Let the colour jokes begin: With its new energy efficiency initiatives, Big Blue wants to go green.

At an event for press, analysts and business partners in New York City on Thursday, IBM announced it will be allocating US$1 billion per year into a new initiative that has the goal of making IT infrastructures more energy-efficient. According to IBM, this will not only make companies and public organisations' datacentres more environmentally friendly, it will dramatically cut down on energy costs.

"Think of it as a road map to green datacentres," said Val Rahmani, general manager of infrastructure management services for IBM's Global Technology Services division. "We're going to lay that out and we're going to show how the pieces fit."

The company has aptly titled this initiative Project Big Green, and claims that it will enable the average 25,000-square-foot datacentre to cut its energy bills by 42 percent. IBM has also set a goal of doubling the computing capacity of its worldwide datacentres by 2010 while keeping power consumption levels steady.

The datacentre efficiency program is part of a broader environmental initiative at IBM called Big Green Innovations, which also includes developing services for water management and lowering corporations' carbon footprints.

With Project Big Green, IBM has introduced a new set of products and services for its clients that address various steps of the "greening" process for corporate IT infrastructures. "We're mobilising IBM," Rahmani said. "We're integrating our technologies, hardware, software, our information technology and consulting skills, research, and financial capabilities together to address these issues." A Web portal for clients interested in participating in Project Big Green will launch soon.

Among the new offerings from IBM are several energy efficiency assessment programs, both full-fledged analyses and a quicker, Web-based assessment for companies that may be testing the waters. The programs are intended to help companies learn how their data centers measure up to standards and where they can improve.

"We can then work with the client to help them remediate each one of those opportunities," said Mike Daniels, senior vice president of the company's Global Technology Services division. The remedies include patented "cool batteries" and "cooling doors" to reduce the costs of cooling a datacentre, which Daniels said can be responsible for nearly half of its energy costs.

At the event, IBM used a Second Life 3D model to show what one of its energy-efficient datacentres would look like. The company plans to continue to use virtual worlds as a tool to explore power management as the Project Big Green initiative progresses.

IBM has also created new energy management software, which monitors power consumption and allows IT administrators to set power policies. That software will be included in the company's Tivoli software suite and IBM Systems Director Porfolio. IBM will also be encouraging clients to work with its virtualisation products, which it says allows them to use fewer machines and improve performance without using more power.
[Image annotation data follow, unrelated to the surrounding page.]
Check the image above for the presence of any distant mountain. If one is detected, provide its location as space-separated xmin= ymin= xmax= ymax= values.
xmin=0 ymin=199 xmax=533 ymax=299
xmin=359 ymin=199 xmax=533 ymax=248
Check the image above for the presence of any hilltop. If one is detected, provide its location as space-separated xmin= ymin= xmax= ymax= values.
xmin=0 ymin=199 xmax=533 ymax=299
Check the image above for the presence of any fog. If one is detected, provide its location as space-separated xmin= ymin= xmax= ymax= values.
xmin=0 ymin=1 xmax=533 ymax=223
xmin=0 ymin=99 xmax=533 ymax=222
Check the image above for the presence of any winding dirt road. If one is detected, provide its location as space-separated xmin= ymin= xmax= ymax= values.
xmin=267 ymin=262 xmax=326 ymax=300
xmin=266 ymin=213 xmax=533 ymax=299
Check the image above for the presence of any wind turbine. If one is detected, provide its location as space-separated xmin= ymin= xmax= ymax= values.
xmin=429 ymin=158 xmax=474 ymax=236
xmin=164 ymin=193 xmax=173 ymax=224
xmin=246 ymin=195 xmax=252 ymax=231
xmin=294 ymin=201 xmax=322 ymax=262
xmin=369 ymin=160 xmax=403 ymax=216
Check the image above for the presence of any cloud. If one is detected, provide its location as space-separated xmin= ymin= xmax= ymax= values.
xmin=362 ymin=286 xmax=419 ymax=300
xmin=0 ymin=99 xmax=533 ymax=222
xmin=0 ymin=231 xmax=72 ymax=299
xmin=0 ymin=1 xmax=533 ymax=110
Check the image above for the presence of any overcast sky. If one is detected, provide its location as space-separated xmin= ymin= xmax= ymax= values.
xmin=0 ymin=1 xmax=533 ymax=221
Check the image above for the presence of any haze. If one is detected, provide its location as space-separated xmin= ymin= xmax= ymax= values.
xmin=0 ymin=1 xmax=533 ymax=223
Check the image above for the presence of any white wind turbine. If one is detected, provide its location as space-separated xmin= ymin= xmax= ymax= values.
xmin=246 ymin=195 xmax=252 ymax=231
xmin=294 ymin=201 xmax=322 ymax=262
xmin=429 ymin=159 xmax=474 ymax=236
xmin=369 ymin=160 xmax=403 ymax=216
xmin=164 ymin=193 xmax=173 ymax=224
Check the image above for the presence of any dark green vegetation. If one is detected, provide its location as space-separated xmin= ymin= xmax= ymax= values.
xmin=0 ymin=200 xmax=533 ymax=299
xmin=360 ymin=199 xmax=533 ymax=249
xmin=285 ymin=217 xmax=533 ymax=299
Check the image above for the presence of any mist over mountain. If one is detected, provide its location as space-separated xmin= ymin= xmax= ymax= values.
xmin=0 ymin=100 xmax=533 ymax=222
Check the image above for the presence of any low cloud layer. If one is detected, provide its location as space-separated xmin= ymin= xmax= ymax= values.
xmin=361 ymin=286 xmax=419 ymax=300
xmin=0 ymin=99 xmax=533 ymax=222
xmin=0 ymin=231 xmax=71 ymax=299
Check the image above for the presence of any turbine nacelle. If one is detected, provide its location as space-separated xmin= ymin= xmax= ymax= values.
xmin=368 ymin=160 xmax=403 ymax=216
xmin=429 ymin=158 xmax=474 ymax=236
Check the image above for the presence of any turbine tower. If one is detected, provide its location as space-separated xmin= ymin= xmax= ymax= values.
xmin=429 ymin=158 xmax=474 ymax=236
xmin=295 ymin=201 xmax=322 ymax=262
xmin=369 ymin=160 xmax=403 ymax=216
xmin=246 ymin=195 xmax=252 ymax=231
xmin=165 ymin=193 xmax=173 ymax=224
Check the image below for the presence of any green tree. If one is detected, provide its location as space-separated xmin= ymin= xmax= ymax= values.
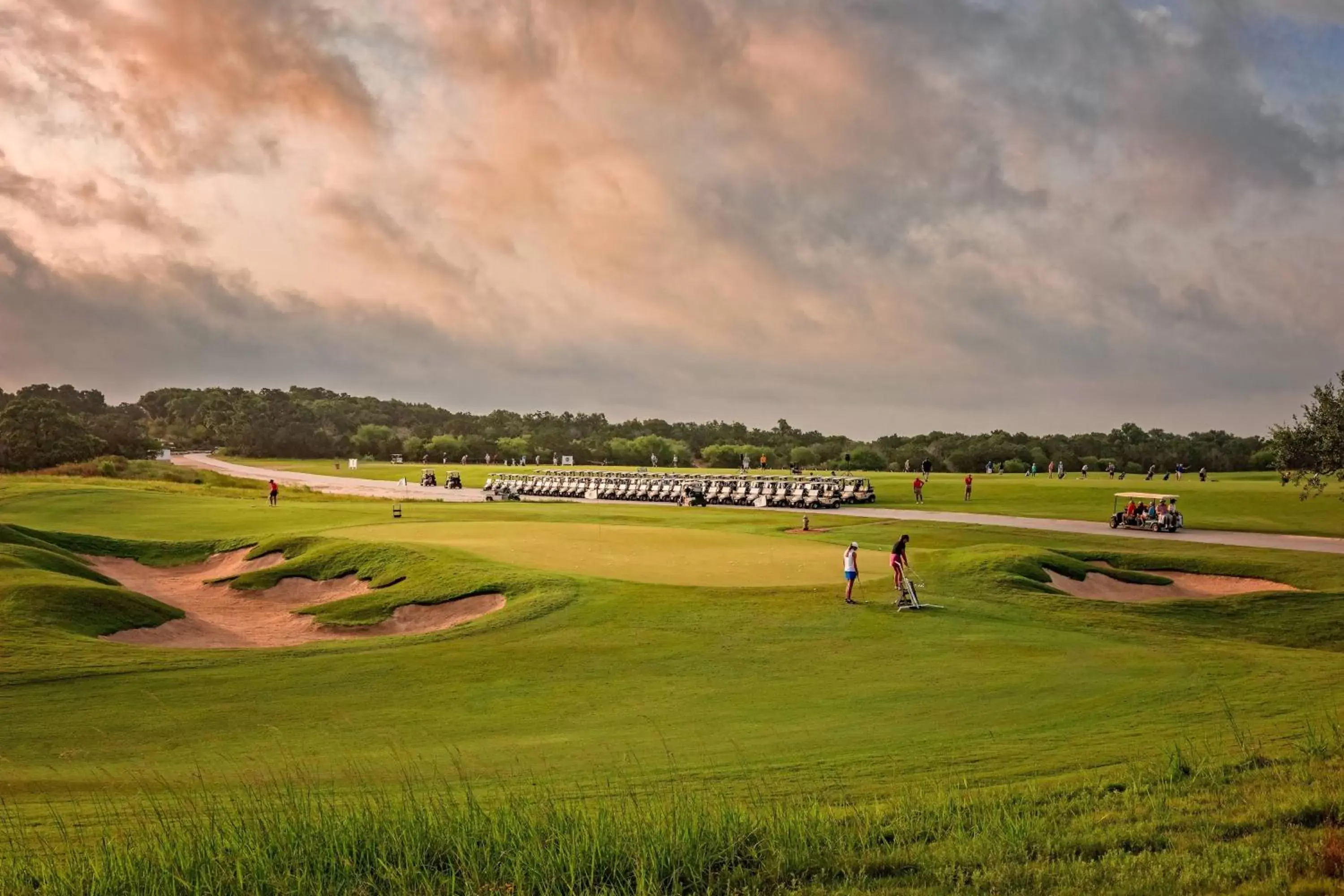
xmin=349 ymin=423 xmax=402 ymax=459
xmin=781 ymin=448 xmax=821 ymax=467
xmin=0 ymin=398 xmax=103 ymax=473
xmin=1270 ymin=371 xmax=1344 ymax=500
xmin=495 ymin=435 xmax=532 ymax=461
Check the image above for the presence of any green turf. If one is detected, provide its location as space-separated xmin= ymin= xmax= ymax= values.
xmin=332 ymin=522 xmax=849 ymax=587
xmin=0 ymin=477 xmax=1344 ymax=892
xmin=228 ymin=458 xmax=1344 ymax=537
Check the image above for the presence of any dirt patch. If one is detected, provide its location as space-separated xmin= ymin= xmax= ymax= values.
xmin=89 ymin=551 xmax=504 ymax=649
xmin=1046 ymin=564 xmax=1297 ymax=603
xmin=320 ymin=594 xmax=504 ymax=638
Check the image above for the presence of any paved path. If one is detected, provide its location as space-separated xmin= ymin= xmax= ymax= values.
xmin=172 ymin=454 xmax=1344 ymax=555
xmin=769 ymin=506 xmax=1344 ymax=555
xmin=172 ymin=454 xmax=485 ymax=502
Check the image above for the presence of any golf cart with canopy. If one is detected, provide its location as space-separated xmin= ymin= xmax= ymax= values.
xmin=1110 ymin=491 xmax=1185 ymax=532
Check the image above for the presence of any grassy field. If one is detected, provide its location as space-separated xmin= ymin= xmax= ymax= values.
xmin=0 ymin=477 xmax=1344 ymax=892
xmin=228 ymin=458 xmax=1344 ymax=537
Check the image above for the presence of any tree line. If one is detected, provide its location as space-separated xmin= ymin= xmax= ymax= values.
xmin=0 ymin=384 xmax=1296 ymax=473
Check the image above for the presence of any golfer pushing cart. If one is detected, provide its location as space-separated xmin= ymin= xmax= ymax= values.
xmin=891 ymin=534 xmax=942 ymax=612
xmin=844 ymin=534 xmax=942 ymax=612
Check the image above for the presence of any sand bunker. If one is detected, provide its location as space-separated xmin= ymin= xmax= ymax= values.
xmin=89 ymin=549 xmax=504 ymax=649
xmin=1046 ymin=564 xmax=1297 ymax=603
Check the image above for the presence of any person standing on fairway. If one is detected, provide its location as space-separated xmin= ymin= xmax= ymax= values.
xmin=891 ymin=534 xmax=910 ymax=592
xmin=844 ymin=541 xmax=859 ymax=603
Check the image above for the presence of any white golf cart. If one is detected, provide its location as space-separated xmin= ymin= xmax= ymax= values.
xmin=1110 ymin=491 xmax=1185 ymax=532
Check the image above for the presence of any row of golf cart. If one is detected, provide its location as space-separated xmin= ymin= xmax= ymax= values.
xmin=485 ymin=470 xmax=876 ymax=509
xmin=419 ymin=470 xmax=462 ymax=489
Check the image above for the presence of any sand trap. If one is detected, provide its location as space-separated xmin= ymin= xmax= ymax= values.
xmin=89 ymin=551 xmax=504 ymax=649
xmin=1046 ymin=564 xmax=1297 ymax=603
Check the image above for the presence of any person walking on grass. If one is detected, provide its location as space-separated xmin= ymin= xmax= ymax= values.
xmin=844 ymin=541 xmax=859 ymax=603
xmin=891 ymin=534 xmax=910 ymax=594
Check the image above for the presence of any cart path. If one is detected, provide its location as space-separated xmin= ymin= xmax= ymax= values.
xmin=769 ymin=506 xmax=1344 ymax=555
xmin=172 ymin=454 xmax=1344 ymax=555
xmin=172 ymin=454 xmax=485 ymax=504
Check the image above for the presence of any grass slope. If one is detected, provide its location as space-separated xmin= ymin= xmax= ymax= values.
xmin=8 ymin=752 xmax=1344 ymax=896
xmin=8 ymin=482 xmax=1344 ymax=892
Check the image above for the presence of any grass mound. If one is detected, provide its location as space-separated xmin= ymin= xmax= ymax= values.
xmin=0 ymin=525 xmax=183 ymax=637
xmin=230 ymin=538 xmax=562 ymax=626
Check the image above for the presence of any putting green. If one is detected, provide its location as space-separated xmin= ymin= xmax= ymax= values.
xmin=329 ymin=522 xmax=849 ymax=587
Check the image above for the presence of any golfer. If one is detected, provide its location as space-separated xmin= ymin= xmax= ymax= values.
xmin=891 ymin=534 xmax=910 ymax=592
xmin=844 ymin=541 xmax=859 ymax=603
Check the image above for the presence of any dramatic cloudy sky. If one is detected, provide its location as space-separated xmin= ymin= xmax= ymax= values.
xmin=0 ymin=0 xmax=1344 ymax=437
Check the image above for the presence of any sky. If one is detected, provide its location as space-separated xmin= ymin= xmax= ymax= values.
xmin=0 ymin=0 xmax=1344 ymax=438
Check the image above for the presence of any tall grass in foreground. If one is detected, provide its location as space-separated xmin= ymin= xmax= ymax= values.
xmin=8 ymin=748 xmax=1344 ymax=896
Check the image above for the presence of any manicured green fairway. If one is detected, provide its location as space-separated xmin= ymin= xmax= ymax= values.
xmin=228 ymin=458 xmax=1344 ymax=537
xmin=331 ymin=522 xmax=844 ymax=587
xmin=0 ymin=478 xmax=1344 ymax=892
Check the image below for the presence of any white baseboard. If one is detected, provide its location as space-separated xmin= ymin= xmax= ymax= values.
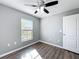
xmin=40 ymin=40 xmax=64 ymax=49
xmin=0 ymin=40 xmax=39 ymax=58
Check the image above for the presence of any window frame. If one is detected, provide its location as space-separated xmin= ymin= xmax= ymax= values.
xmin=20 ymin=18 xmax=34 ymax=42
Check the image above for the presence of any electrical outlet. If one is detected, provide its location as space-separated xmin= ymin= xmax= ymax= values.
xmin=8 ymin=43 xmax=10 ymax=47
xmin=14 ymin=42 xmax=17 ymax=45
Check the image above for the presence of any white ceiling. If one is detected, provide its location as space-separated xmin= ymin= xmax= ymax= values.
xmin=0 ymin=0 xmax=79 ymax=18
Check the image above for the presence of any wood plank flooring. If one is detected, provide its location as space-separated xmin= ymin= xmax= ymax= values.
xmin=0 ymin=42 xmax=79 ymax=59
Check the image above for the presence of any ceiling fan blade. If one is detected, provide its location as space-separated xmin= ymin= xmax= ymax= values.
xmin=24 ymin=4 xmax=37 ymax=7
xmin=44 ymin=8 xmax=49 ymax=14
xmin=34 ymin=10 xmax=38 ymax=14
xmin=45 ymin=1 xmax=58 ymax=7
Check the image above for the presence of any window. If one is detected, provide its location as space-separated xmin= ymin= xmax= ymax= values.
xmin=21 ymin=19 xmax=33 ymax=42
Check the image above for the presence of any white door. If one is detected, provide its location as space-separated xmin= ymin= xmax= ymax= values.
xmin=63 ymin=15 xmax=76 ymax=52
xmin=76 ymin=14 xmax=79 ymax=53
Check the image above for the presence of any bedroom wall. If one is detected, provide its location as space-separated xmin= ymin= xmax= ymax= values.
xmin=0 ymin=5 xmax=40 ymax=55
xmin=40 ymin=8 xmax=79 ymax=46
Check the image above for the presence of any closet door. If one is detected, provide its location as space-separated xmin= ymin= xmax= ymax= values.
xmin=76 ymin=14 xmax=79 ymax=53
xmin=63 ymin=15 xmax=76 ymax=52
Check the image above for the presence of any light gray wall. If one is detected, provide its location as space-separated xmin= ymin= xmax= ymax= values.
xmin=0 ymin=5 xmax=40 ymax=55
xmin=40 ymin=8 xmax=79 ymax=46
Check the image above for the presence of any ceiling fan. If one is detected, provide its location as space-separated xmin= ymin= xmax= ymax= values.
xmin=24 ymin=0 xmax=58 ymax=14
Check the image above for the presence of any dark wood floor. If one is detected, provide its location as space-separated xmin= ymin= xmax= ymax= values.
xmin=0 ymin=42 xmax=79 ymax=59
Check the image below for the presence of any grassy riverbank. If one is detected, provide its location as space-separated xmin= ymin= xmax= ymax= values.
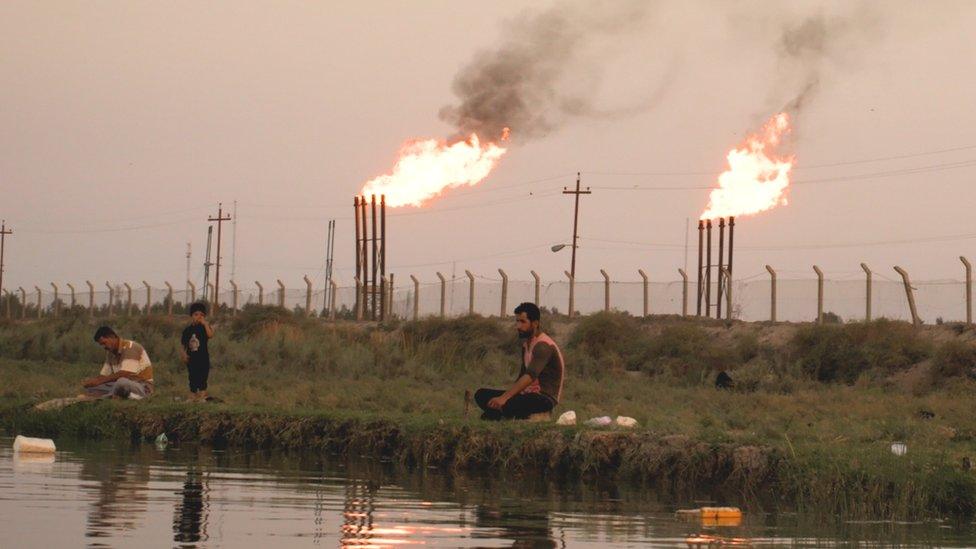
xmin=0 ymin=309 xmax=976 ymax=518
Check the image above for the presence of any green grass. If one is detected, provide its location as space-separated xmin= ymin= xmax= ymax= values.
xmin=0 ymin=308 xmax=976 ymax=518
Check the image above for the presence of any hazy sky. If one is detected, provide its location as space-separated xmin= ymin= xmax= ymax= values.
xmin=0 ymin=0 xmax=976 ymax=296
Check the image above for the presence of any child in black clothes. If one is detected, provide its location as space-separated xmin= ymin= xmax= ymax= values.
xmin=180 ymin=303 xmax=214 ymax=401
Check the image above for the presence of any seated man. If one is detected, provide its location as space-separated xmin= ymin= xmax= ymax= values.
xmin=474 ymin=303 xmax=565 ymax=420
xmin=80 ymin=326 xmax=153 ymax=399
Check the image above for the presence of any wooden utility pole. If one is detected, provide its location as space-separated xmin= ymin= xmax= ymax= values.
xmin=207 ymin=203 xmax=231 ymax=316
xmin=0 ymin=220 xmax=14 ymax=299
xmin=563 ymin=172 xmax=593 ymax=282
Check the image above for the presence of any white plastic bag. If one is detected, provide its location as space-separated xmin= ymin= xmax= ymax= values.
xmin=614 ymin=416 xmax=637 ymax=429
xmin=556 ymin=410 xmax=576 ymax=425
xmin=14 ymin=435 xmax=54 ymax=454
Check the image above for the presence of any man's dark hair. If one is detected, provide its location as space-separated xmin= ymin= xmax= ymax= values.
xmin=92 ymin=326 xmax=119 ymax=342
xmin=515 ymin=301 xmax=542 ymax=321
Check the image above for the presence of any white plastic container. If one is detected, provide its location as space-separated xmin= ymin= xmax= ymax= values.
xmin=614 ymin=416 xmax=637 ymax=429
xmin=14 ymin=435 xmax=55 ymax=454
xmin=556 ymin=410 xmax=576 ymax=425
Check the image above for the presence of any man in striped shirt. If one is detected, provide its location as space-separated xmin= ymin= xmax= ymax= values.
xmin=80 ymin=326 xmax=153 ymax=400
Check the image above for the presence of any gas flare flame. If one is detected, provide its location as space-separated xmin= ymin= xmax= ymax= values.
xmin=701 ymin=112 xmax=794 ymax=219
xmin=360 ymin=130 xmax=508 ymax=208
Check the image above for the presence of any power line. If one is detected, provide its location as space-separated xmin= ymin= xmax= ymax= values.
xmin=593 ymin=159 xmax=976 ymax=191
xmin=580 ymin=229 xmax=976 ymax=252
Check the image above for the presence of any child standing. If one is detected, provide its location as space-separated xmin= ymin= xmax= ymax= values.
xmin=180 ymin=303 xmax=214 ymax=401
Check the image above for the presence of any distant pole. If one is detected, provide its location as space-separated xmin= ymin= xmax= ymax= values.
xmin=379 ymin=194 xmax=392 ymax=320
xmin=0 ymin=220 xmax=14 ymax=299
xmin=183 ymin=242 xmax=193 ymax=297
xmin=203 ymin=225 xmax=213 ymax=301
xmin=230 ymin=200 xmax=237 ymax=280
xmin=323 ymin=219 xmax=338 ymax=315
xmin=696 ymin=219 xmax=705 ymax=316
xmin=683 ymin=217 xmax=691 ymax=272
xmin=563 ymin=172 xmax=593 ymax=282
xmin=359 ymin=196 xmax=369 ymax=318
xmin=207 ymin=204 xmax=231 ymax=315
xmin=369 ymin=194 xmax=379 ymax=320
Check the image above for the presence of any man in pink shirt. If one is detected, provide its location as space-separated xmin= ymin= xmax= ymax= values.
xmin=474 ymin=303 xmax=565 ymax=420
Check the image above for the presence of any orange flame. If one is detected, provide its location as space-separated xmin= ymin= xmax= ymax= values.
xmin=701 ymin=112 xmax=794 ymax=219
xmin=360 ymin=133 xmax=508 ymax=208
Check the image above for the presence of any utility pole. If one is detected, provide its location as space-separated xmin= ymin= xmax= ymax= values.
xmin=183 ymin=242 xmax=193 ymax=298
xmin=563 ymin=172 xmax=593 ymax=282
xmin=324 ymin=218 xmax=338 ymax=311
xmin=207 ymin=204 xmax=231 ymax=316
xmin=203 ymin=225 xmax=213 ymax=302
xmin=685 ymin=217 xmax=691 ymax=273
xmin=230 ymin=200 xmax=237 ymax=280
xmin=0 ymin=220 xmax=14 ymax=299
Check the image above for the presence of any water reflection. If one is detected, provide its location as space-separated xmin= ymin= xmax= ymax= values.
xmin=340 ymin=480 xmax=380 ymax=547
xmin=474 ymin=505 xmax=565 ymax=549
xmin=0 ymin=439 xmax=976 ymax=549
xmin=81 ymin=452 xmax=149 ymax=547
xmin=173 ymin=467 xmax=208 ymax=543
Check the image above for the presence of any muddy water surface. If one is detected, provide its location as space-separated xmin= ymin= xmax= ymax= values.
xmin=0 ymin=438 xmax=976 ymax=548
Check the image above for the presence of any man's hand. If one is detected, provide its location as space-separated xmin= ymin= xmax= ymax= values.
xmin=81 ymin=376 xmax=109 ymax=388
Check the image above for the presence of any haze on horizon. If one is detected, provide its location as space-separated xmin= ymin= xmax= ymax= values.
xmin=0 ymin=0 xmax=976 ymax=296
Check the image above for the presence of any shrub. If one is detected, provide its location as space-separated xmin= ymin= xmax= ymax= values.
xmin=932 ymin=339 xmax=976 ymax=381
xmin=790 ymin=320 xmax=931 ymax=383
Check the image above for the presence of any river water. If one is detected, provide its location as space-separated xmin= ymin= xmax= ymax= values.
xmin=0 ymin=438 xmax=976 ymax=549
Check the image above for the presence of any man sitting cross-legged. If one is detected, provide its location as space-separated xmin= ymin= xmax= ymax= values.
xmin=80 ymin=326 xmax=153 ymax=400
xmin=474 ymin=303 xmax=565 ymax=420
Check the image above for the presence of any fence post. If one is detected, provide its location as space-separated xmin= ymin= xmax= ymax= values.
xmin=122 ymin=282 xmax=132 ymax=316
xmin=678 ymin=269 xmax=688 ymax=316
xmin=105 ymin=282 xmax=115 ymax=312
xmin=813 ymin=265 xmax=823 ymax=324
xmin=410 ymin=275 xmax=420 ymax=320
xmin=959 ymin=256 xmax=973 ymax=324
xmin=329 ymin=280 xmax=338 ymax=320
xmin=51 ymin=282 xmax=61 ymax=318
xmin=895 ymin=265 xmax=922 ymax=328
xmin=437 ymin=273 xmax=447 ymax=318
xmin=498 ymin=269 xmax=508 ymax=318
xmin=563 ymin=271 xmax=576 ymax=318
xmin=227 ymin=280 xmax=240 ymax=316
xmin=163 ymin=282 xmax=173 ymax=316
xmin=529 ymin=271 xmax=542 ymax=307
xmin=302 ymin=275 xmax=312 ymax=316
xmin=720 ymin=267 xmax=732 ymax=321
xmin=386 ymin=273 xmax=396 ymax=320
xmin=464 ymin=269 xmax=474 ymax=315
xmin=85 ymin=280 xmax=95 ymax=318
xmin=861 ymin=263 xmax=873 ymax=322
xmin=600 ymin=269 xmax=610 ymax=312
xmin=356 ymin=276 xmax=366 ymax=320
xmin=637 ymin=269 xmax=651 ymax=317
xmin=142 ymin=280 xmax=152 ymax=315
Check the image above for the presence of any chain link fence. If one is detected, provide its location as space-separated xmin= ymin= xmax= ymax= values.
xmin=0 ymin=275 xmax=969 ymax=323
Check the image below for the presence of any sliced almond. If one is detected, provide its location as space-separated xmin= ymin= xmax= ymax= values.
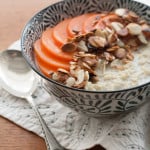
xmin=115 ymin=48 xmax=127 ymax=59
xmin=75 ymin=69 xmax=84 ymax=85
xmin=111 ymin=22 xmax=124 ymax=32
xmin=88 ymin=36 xmax=107 ymax=47
xmin=117 ymin=28 xmax=129 ymax=36
xmin=61 ymin=42 xmax=77 ymax=52
xmin=126 ymin=53 xmax=134 ymax=60
xmin=107 ymin=33 xmax=118 ymax=45
xmin=66 ymin=77 xmax=76 ymax=87
xmin=117 ymin=39 xmax=125 ymax=47
xmin=138 ymin=33 xmax=148 ymax=44
xmin=126 ymin=23 xmax=142 ymax=35
xmin=77 ymin=40 xmax=88 ymax=52
xmin=58 ymin=68 xmax=69 ymax=74
xmin=115 ymin=8 xmax=128 ymax=17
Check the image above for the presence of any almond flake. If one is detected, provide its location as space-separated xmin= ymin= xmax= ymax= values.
xmin=126 ymin=23 xmax=142 ymax=35
xmin=61 ymin=42 xmax=77 ymax=52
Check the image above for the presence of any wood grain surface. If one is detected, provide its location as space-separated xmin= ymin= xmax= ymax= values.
xmin=0 ymin=0 xmax=103 ymax=150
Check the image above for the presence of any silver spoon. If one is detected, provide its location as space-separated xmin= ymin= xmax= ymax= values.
xmin=0 ymin=50 xmax=64 ymax=150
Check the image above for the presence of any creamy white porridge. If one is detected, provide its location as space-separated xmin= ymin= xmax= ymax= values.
xmin=85 ymin=44 xmax=150 ymax=91
xmin=50 ymin=8 xmax=150 ymax=91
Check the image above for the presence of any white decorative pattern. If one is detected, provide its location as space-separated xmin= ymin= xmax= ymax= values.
xmin=0 ymin=42 xmax=150 ymax=150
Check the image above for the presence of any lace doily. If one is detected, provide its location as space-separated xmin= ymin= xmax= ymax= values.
xmin=0 ymin=41 xmax=150 ymax=150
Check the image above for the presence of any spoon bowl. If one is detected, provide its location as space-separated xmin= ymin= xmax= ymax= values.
xmin=0 ymin=49 xmax=64 ymax=150
xmin=0 ymin=50 xmax=38 ymax=98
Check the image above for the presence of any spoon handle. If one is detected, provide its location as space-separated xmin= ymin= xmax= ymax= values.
xmin=26 ymin=96 xmax=65 ymax=150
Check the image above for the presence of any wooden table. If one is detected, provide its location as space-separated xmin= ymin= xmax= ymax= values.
xmin=0 ymin=0 xmax=103 ymax=150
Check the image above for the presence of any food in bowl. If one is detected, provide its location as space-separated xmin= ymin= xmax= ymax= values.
xmin=34 ymin=8 xmax=150 ymax=91
xmin=21 ymin=0 xmax=150 ymax=117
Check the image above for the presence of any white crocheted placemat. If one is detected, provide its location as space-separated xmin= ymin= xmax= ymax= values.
xmin=0 ymin=41 xmax=150 ymax=150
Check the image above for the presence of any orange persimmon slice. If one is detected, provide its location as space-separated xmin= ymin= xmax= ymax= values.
xmin=41 ymin=28 xmax=73 ymax=62
xmin=34 ymin=40 xmax=69 ymax=74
Additionally, the company says it has assembled a thousand experts worldwide to work with companies to help them manage energy issues in their datacentres.

"Greening" efforts on the part of big technology companies and major corporations have become increasingly commonplace over the past year. One of the most high-profile eco-friendly tech initiatives surfaced earlier this month when Apple CEO Steve Jobs acknowledged criticism by environmental groups that the computer company was not doing enough to address industrial pollution and energy issues.

At the event on Thursday, IBM executives conveyed a sense of urgency with regard to skyrocketing fuel costs and the impact of IT datacentres -- which have come under fire for being major energy hogs -- on climate change.

"Across the world there's been a frenzy in moving forward in information technology," Rahmani said. "It's estimated that the cost of energy (it takes) to power these data centers will increase by 50 percent every two to three years. It's huge: a huge cost to us, a huge cost to our clients, and also a huge cost to the environment."